I've returned to Thailand. After two and a half years away, I've come back. I want to say I've come back home, but I don't quite know if that's appropriate.
Landed in Bangkok last night around 1:00 a.m. and as soon as I stepped off the plane onto the gangway, I felt the uniquely Southeast Asian heat and humidity and, more than anything, *smelled* Thailand.
The familiarity I feel being here again is an incredible gift. To find myself comfortable and happy in such a beautiful country is something that I'm feeling very grateful for. The guesthouse is the same, perhaps a little different (free wifi!) but mostly the same. I even tripped on the same stair that I sprained my ankle on almost 4 years ago. I was checked in last night by the girl who checked me in when I last passed through Bangkok. The market nearby is the same, today I bought cheap DVDs from the same woman I bought them from 3 years ago.
Over the next few days, I'll see friends who live in Bangkok now, people I shared my life in Umphang with. I'm so excited to see them and also afraid. Maybe I've missed them more than they've missed me. Maybe too much has changed since we were last together. Maybe, though, we'll hug and smile and eat together and gossip about the people we know and about what's happened. Maybe we still love each other like we did.

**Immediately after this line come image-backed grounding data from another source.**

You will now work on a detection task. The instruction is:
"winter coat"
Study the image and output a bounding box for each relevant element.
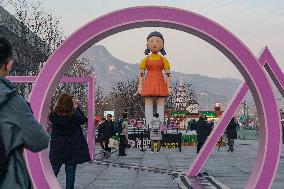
[150,117,162,141]
[0,77,49,189]
[98,121,114,140]
[49,108,90,165]
[120,120,128,139]
[226,120,238,139]
[190,119,213,143]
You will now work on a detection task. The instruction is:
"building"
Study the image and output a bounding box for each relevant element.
[166,102,224,130]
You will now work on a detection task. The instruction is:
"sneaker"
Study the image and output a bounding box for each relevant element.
[118,154,127,156]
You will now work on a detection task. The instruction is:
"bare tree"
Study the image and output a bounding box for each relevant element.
[165,80,198,110]
[108,79,144,119]
[95,85,106,117]
[50,58,95,113]
[7,0,64,54]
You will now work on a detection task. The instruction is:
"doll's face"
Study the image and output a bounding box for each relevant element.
[146,36,164,53]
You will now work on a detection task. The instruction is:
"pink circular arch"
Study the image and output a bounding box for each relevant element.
[27,6,281,189]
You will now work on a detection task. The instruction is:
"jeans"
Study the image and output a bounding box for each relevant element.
[228,138,234,151]
[52,164,77,189]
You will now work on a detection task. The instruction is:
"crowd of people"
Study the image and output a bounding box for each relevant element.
[97,113,129,156]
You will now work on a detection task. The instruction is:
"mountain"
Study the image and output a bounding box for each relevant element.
[79,45,244,109]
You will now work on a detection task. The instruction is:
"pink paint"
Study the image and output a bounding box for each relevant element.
[14,6,282,189]
[129,119,137,126]
[188,48,283,189]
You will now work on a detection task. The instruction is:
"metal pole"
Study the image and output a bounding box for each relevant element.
[140,129,146,151]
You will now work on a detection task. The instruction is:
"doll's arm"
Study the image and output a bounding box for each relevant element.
[165,69,172,95]
[165,69,172,88]
[134,58,147,96]
[134,69,145,96]
[138,69,145,93]
[163,57,172,95]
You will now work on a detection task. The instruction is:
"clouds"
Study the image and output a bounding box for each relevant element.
[39,0,284,79]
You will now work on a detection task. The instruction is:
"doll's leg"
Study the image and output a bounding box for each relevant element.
[145,97,153,128]
[157,97,166,123]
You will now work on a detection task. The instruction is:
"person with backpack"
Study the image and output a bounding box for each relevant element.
[0,37,50,189]
[118,113,128,156]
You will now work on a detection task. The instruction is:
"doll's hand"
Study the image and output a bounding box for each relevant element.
[134,87,142,96]
[168,87,173,96]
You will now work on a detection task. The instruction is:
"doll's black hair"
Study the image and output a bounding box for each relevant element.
[144,31,166,56]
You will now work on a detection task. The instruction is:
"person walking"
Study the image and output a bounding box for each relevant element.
[100,114,115,152]
[0,37,50,189]
[150,113,162,153]
[49,94,90,189]
[225,117,238,152]
[190,115,213,154]
[118,113,128,156]
[98,118,106,151]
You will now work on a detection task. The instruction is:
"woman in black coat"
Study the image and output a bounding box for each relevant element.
[49,94,90,189]
[226,117,238,152]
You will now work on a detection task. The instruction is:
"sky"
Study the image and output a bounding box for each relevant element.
[17,0,284,80]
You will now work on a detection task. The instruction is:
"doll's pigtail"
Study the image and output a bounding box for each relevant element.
[144,48,151,55]
[160,48,166,56]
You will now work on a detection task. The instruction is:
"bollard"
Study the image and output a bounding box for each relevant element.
[140,129,146,151]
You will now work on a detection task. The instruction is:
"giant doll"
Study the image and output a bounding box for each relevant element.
[135,31,172,127]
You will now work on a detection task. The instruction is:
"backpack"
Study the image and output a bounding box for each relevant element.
[114,119,123,134]
[0,91,17,179]
[0,138,6,178]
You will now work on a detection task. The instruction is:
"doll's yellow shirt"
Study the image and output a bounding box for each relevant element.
[140,53,170,70]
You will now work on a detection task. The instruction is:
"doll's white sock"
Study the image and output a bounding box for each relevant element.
[157,105,165,123]
[145,104,153,129]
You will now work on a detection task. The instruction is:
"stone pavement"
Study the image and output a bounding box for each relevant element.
[57,140,284,189]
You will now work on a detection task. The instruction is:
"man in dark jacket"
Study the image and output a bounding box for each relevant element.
[99,114,115,152]
[190,115,213,154]
[98,118,106,150]
[118,113,128,156]
[0,38,50,189]
[225,117,238,152]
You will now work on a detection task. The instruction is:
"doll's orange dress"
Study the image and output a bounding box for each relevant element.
[140,54,169,97]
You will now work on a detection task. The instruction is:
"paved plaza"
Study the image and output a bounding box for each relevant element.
[57,140,284,189]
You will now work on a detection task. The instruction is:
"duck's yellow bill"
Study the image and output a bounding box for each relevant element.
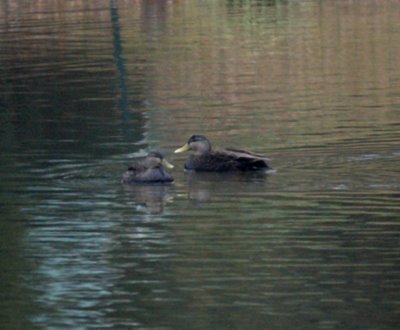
[174,143,190,153]
[162,159,174,169]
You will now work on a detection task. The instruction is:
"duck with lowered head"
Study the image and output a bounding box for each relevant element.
[174,135,271,172]
[122,152,174,184]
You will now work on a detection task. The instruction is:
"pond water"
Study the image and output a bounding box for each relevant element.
[1,0,399,329]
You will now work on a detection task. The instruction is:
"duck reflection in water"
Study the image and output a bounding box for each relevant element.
[123,184,173,214]
[175,134,272,172]
[122,152,174,214]
[185,171,269,204]
[121,151,174,184]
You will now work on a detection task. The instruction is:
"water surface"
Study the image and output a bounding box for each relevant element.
[1,0,399,329]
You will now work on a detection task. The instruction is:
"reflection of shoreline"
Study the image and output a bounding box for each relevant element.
[123,184,173,214]
[184,171,270,203]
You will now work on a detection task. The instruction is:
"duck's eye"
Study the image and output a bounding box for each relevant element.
[190,135,204,143]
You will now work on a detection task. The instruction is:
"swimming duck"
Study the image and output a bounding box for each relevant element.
[174,135,271,172]
[121,152,174,183]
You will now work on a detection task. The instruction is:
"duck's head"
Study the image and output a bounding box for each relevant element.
[145,151,174,169]
[174,135,211,156]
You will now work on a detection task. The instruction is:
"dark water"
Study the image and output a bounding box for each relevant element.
[1,0,399,329]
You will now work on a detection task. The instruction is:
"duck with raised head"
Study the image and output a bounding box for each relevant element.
[174,135,271,172]
[122,152,174,183]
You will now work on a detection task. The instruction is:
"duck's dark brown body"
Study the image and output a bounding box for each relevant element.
[122,152,174,183]
[175,135,271,172]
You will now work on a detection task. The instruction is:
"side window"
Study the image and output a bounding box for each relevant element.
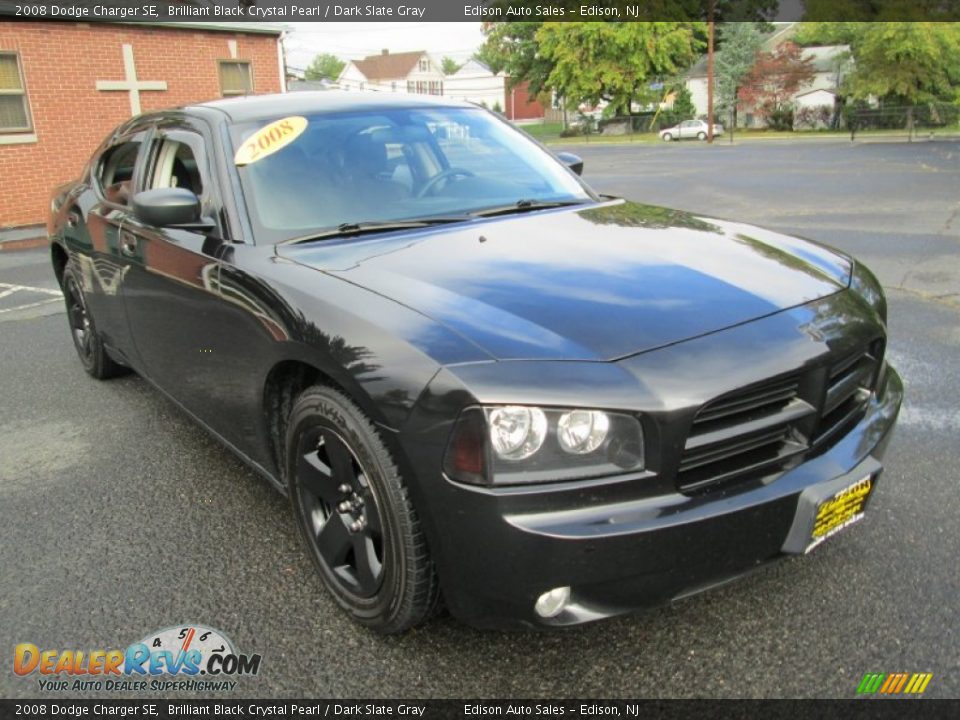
[97,141,141,206]
[149,139,203,197]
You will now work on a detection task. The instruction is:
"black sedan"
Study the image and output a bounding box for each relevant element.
[48,92,902,632]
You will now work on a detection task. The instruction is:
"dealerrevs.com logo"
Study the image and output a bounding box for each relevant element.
[14,624,261,693]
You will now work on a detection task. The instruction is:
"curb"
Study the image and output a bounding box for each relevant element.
[0,236,48,252]
[0,224,48,252]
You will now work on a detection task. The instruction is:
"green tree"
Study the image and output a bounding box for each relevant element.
[305,53,345,82]
[846,23,960,104]
[715,22,766,125]
[670,85,697,118]
[476,22,553,93]
[441,57,462,76]
[536,22,705,115]
[796,21,960,104]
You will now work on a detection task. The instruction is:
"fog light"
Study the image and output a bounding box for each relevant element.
[534,586,571,618]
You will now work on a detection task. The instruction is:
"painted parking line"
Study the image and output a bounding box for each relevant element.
[0,282,63,315]
[0,282,62,297]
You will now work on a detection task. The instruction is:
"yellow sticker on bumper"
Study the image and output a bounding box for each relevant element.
[234,116,307,166]
[808,475,873,550]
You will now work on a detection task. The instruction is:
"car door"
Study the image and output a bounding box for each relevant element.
[678,120,694,139]
[120,120,239,433]
[80,129,151,363]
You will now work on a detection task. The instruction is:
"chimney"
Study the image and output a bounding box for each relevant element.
[382,49,389,55]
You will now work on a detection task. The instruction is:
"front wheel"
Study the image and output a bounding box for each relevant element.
[662,133,673,142]
[286,385,439,634]
[697,131,707,140]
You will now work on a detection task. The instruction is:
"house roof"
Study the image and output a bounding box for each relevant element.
[794,87,838,98]
[352,51,426,81]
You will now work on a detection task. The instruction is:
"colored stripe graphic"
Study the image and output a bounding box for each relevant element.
[858,672,932,695]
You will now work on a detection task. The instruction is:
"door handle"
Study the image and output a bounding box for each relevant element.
[120,231,137,257]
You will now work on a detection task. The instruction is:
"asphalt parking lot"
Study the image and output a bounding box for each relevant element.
[1,140,958,699]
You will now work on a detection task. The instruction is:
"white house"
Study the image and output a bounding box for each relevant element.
[685,23,850,128]
[337,49,444,95]
[443,59,506,110]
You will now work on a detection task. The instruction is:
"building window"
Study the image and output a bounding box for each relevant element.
[407,81,414,93]
[0,52,33,133]
[391,82,397,92]
[418,58,429,72]
[218,60,253,96]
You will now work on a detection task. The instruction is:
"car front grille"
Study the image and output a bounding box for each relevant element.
[815,345,882,444]
[677,343,882,495]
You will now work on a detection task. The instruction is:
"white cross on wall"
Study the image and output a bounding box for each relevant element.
[96,44,167,116]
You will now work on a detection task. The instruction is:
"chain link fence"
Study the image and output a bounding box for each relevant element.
[531,102,960,143]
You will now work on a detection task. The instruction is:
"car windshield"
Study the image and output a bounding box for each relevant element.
[227,106,593,243]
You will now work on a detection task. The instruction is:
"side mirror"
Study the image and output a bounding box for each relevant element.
[556,151,584,176]
[132,188,202,228]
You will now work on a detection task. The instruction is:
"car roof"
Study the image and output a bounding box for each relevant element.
[186,91,477,123]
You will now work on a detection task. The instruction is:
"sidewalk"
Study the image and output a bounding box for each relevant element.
[0,225,47,252]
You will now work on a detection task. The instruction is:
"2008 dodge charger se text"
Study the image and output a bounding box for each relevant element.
[48,93,902,632]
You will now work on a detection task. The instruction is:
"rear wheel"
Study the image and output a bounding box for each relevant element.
[62,260,127,379]
[286,385,439,633]
[697,131,707,140]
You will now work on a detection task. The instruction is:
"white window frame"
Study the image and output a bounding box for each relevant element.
[218,59,254,97]
[0,51,34,134]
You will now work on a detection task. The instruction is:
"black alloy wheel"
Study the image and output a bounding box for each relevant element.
[287,385,439,633]
[297,425,385,597]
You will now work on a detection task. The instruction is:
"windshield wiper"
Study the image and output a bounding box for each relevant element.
[468,199,590,219]
[284,217,467,245]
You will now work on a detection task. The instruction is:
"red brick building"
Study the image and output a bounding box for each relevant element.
[0,21,284,231]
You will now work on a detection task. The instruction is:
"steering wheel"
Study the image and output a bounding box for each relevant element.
[416,167,475,198]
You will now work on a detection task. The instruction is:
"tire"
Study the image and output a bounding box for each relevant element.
[286,385,439,634]
[662,133,673,142]
[697,131,707,140]
[62,259,127,379]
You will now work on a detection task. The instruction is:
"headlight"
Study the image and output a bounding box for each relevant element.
[444,405,645,486]
[557,410,609,454]
[488,406,547,460]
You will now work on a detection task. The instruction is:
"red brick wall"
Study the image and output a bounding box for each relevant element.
[505,81,545,122]
[0,21,282,229]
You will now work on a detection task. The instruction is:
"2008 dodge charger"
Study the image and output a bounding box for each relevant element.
[48,92,902,632]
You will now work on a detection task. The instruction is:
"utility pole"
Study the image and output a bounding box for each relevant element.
[706,4,715,144]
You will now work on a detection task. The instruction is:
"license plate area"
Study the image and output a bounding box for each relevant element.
[805,474,874,553]
[780,458,882,556]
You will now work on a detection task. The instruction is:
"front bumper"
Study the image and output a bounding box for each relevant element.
[414,365,902,629]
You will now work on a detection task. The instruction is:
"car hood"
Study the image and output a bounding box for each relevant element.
[276,200,852,361]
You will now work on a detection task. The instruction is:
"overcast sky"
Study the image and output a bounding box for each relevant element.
[283,22,486,71]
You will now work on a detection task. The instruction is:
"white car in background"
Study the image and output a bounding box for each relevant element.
[660,119,724,141]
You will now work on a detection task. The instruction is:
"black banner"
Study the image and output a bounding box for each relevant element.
[2,700,960,719]
[1,0,958,23]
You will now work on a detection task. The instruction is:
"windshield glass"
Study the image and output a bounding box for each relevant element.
[228,106,593,243]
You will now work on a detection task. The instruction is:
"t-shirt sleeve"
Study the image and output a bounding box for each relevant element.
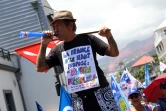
[46,46,60,68]
[89,34,108,56]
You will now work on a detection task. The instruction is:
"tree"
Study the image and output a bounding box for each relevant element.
[152,54,159,66]
[134,66,145,81]
[118,61,124,70]
[134,64,152,82]
[114,70,123,83]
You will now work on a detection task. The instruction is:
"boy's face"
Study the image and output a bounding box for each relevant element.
[128,93,142,106]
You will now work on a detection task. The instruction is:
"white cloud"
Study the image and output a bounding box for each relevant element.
[46,0,166,49]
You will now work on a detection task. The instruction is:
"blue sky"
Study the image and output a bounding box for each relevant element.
[47,0,166,49]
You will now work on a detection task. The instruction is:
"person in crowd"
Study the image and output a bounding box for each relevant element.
[36,10,120,111]
[156,82,166,111]
[137,86,145,96]
[128,88,151,111]
[142,94,153,111]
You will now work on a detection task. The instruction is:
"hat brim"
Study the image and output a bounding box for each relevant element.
[137,87,145,90]
[128,92,140,97]
[50,18,76,26]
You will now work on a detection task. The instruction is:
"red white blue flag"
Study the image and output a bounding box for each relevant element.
[14,38,61,65]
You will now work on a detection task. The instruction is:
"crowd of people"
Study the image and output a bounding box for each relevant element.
[127,82,166,111]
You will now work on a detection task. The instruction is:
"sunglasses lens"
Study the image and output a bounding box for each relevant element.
[162,87,166,89]
[161,85,166,89]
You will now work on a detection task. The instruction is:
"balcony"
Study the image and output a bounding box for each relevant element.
[154,32,166,47]
[0,47,18,72]
[0,47,11,61]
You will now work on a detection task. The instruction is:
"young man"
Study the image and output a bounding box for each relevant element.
[128,88,151,111]
[157,82,166,111]
[36,10,119,111]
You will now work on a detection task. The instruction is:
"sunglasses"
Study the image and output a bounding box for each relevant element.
[161,86,166,89]
[129,93,139,99]
[138,89,144,91]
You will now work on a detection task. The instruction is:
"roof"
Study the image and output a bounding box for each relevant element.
[132,56,153,67]
[155,15,166,31]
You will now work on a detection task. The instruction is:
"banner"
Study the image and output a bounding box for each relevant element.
[59,86,73,111]
[120,69,137,98]
[62,45,99,93]
[145,63,150,87]
[110,73,131,111]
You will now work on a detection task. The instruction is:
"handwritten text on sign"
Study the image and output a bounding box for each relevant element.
[62,45,100,93]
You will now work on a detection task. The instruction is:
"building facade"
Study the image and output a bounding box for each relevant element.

I move to Mae Sot on Monday. I'm nervous. Mae Sot was (and I'm sure still is) and expat clusterf**k of pretty incredible proportions. When I lived in Umphang, it felt a world away, too fast and full to be comfortable. I'd feel overwhelmed walking into the coffee shop to see so many expats and such a sleek shop in the middle of that border town. It felt so distant from my peaceful life and small community in Umphang. Now I have to live there. Perhaps with being there, rather than passing through, it will feel less overwhelming and I'll find some sense of community.
I had a moment last night while I was falling asleep. A moment of anxiety. So many people I knew and loved aren't here anymore. What if what I loved about Thailand was the people I knew? What if Thailand doesn't want me back? What if it doesn't resonate as my spiritual home like it did before? What on earth am I *doing* here?
That moment has mostly passed. Of course, I'm apprehensive about moving somewhere I've not lived before and meeting new people as I start with a new organization, but I'm confident that, one way or another, I'll find my rhythm and space to place my feet on the ground.